The interesting and fun bits of our world are driven by the vision, imagination, and execution capabilities of people. Much of the capital and technical capabilities required  to enable these great things to happen are tied up in our corporations, governed by the legislative, and community demands for absolute compliance to an established norm.

Almost by definition, the norm is boring, ordinary, “so yesterday” as my beautiful daughter would say. How is it then that the boards of those same companies, the people with the ultimate responsibility to determine the long term priorities of the business, and allocate the resources to deliver them for stakeholders make the necessary choices. They have to make  choices between the creative, the risky, and the new stuff that will cannabilise their existing position, whilst being tied down to processes that demand short term, conservative, risk averse, and ultimately boring behaviours.

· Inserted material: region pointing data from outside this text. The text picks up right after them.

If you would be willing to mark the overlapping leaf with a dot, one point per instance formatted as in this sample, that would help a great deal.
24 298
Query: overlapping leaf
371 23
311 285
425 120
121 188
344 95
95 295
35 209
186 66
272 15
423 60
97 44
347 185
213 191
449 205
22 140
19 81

The Corporations Act and various accounting standards, domestic and International, require many things of directors, almost all are quantitative, take great time and energy, and deplete resources, when the real value is added by the qualitative.

As a community, we demand probity from directors, and largely we get it, but the few who play fast and loose,  who feed self interest at the expense of the interests of those who are footing the bill, ensures that there are rules crafted to catch the 1%, but that hamstring the 99% in the process.

The few truly great leaders around in charge of our large corporations that manage to make those choices are the exception. Jack Welch at GE made six sigma the manufacturing standard of the west by driving GE along a path invisible to most, and his successor, Jeffrey Immelt  followed by a pivot of GE into green power, and has created an 18 $billion manufacturing division in just a few years that promises to be hugely profitable whilst delivering enormous value to the planet. There are a few others, the oft cited Apple, FedEx, Disney, add your own, but it is a short list.  

Perhaps it is happening again as the suppliers of the milling and moulding equipment used in manufacturing, are about to be made at least partially redundant by a few outliers who  are putting manufacturing equipment on desktops

Just a pity there appears to be so few in Australia.